Seven months ago, Fireworks AI closed a $250 million Series C at a $4 billion valuation. On May 27, Bloomberg reported the company is in talks to raise a new round at $15 billion. That is not a rounding error — it is a nearly fourfold jump in the price of the same company inside the same market cycle. Understanding why requires setting aside the headline and examining what actually changed: not Fireworks, but the market’s understanding of what AI inference infrastructure is worth.
Inference is the unglamorous half of the AI stack. Training gets the announcements and the Nobel prizes. Inference is what happens every time a user sends a message, a recommendation engine scores a product, or an enterprise agent executes a workflow. It is the process of running a trained model against new inputs — and it is where the actual cost of AI lives. As enterprise adoption has scaled from experiment to production, inference has quietly become one of the largest and fastest-growing spending categories in technology. The market for running AI models was valued at roughly $104 billion in 2025 and is projected to reach more than $312 billion by 2034. That trajectory is the bet Fireworks is pricing itself against.
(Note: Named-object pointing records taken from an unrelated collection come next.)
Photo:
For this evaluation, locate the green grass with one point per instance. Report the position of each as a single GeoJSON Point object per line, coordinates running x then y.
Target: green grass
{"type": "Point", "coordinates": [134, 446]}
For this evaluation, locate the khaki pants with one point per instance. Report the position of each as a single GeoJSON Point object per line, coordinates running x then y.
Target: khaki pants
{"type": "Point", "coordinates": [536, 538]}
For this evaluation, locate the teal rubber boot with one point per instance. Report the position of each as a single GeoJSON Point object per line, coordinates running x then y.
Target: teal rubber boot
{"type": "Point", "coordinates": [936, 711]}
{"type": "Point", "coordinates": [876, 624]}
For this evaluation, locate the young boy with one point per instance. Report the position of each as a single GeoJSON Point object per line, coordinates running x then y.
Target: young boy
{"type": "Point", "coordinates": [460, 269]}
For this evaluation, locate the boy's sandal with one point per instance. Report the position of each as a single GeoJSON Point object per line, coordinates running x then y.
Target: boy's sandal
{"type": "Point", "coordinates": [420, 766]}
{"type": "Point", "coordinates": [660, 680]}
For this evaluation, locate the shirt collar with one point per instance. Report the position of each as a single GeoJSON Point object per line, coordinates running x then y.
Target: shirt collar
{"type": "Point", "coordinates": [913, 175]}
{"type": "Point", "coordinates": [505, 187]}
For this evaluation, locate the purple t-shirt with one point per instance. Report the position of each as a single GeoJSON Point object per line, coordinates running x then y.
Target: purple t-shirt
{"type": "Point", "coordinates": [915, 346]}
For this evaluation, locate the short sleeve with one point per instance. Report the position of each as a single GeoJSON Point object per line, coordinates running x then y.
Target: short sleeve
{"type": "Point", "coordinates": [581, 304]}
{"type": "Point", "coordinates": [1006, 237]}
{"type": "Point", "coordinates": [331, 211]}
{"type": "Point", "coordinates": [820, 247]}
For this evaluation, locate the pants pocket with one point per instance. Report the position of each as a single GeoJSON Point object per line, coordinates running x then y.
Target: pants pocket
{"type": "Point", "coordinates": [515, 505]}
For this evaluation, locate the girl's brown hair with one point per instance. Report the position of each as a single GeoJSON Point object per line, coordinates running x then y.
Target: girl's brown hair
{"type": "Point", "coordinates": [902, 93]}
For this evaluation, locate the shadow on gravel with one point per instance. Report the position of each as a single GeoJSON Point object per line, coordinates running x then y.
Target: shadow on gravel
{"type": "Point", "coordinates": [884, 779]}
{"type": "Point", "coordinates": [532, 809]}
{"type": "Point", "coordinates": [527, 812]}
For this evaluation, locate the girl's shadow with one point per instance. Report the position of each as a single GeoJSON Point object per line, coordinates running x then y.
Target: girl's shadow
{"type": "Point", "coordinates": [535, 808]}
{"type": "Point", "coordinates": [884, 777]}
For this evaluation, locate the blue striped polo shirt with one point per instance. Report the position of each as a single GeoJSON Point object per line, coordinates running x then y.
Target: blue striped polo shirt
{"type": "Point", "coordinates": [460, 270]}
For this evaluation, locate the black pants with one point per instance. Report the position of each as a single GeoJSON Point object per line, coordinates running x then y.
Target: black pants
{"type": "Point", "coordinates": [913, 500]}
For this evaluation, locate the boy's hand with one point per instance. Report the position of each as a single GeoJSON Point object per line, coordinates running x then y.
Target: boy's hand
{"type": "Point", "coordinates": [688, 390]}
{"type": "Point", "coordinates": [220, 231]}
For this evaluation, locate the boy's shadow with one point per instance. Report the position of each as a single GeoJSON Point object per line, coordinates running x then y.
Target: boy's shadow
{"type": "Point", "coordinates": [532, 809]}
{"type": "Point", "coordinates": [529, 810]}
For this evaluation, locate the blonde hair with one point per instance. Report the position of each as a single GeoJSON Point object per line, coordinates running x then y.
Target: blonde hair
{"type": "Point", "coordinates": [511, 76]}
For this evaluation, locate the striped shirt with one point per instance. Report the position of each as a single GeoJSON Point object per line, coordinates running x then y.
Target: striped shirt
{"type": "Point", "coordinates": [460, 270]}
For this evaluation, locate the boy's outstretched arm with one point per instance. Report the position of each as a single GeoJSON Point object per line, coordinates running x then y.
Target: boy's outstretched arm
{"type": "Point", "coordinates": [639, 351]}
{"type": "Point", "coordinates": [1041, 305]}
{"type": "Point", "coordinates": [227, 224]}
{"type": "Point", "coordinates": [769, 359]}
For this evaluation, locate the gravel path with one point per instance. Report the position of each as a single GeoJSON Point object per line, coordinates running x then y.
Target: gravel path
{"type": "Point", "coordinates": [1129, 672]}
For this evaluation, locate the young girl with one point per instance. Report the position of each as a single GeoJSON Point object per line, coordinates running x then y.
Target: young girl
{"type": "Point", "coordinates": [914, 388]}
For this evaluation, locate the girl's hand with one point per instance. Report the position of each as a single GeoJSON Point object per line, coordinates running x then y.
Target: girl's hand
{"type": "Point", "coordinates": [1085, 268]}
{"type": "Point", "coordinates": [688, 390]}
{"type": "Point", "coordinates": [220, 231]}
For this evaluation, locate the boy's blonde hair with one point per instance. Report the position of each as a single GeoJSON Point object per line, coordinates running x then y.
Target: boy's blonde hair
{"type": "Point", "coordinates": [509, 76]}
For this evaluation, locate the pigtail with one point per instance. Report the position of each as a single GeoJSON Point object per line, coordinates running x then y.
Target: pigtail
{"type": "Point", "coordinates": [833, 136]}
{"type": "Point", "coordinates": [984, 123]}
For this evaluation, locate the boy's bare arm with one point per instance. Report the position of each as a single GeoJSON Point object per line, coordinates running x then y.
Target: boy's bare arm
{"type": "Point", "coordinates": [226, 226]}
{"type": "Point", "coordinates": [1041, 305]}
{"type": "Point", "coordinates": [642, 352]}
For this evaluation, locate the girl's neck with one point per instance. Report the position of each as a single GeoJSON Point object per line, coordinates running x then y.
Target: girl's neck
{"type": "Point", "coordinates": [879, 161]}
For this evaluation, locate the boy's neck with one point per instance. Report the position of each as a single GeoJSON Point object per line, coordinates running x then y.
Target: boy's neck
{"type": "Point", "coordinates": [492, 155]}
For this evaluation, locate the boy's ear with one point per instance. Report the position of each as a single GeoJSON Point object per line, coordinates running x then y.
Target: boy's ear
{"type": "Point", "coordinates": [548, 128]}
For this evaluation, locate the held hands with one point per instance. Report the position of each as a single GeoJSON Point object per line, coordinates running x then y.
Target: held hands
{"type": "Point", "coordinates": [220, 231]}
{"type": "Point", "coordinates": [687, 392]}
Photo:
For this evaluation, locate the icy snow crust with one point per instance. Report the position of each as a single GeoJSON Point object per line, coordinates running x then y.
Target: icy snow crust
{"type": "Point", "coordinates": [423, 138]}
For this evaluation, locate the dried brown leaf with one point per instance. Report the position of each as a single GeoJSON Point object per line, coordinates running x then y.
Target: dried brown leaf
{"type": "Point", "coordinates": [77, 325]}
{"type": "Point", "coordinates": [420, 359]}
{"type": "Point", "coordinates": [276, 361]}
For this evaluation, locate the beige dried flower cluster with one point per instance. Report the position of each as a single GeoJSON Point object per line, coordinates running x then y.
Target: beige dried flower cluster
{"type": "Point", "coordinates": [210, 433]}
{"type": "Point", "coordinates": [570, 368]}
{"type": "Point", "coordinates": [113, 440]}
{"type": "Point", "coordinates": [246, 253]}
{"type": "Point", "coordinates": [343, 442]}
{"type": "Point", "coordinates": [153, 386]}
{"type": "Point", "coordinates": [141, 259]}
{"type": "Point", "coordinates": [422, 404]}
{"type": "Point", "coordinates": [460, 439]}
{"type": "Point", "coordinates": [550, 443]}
What Fireworks Actually Sells
Fireworks was founded in 2022 by seven engineers who built PyTorch at Meta. Lin Qiao, the CEO, was previously Head of PyTorch at Meta. Her co-founders ran the PyTorch compiler, core maintenance, and ads infrastructure teams before leaving to rebuild the same stack outside the walls of a hyperscaler. The founding logic was straightforward: the people who built the most widely used AI training framework in the world understood, better than anyone, where the bottlenecks in production inference would appear. They built a company to solve them before the rest of the market recognized the problem.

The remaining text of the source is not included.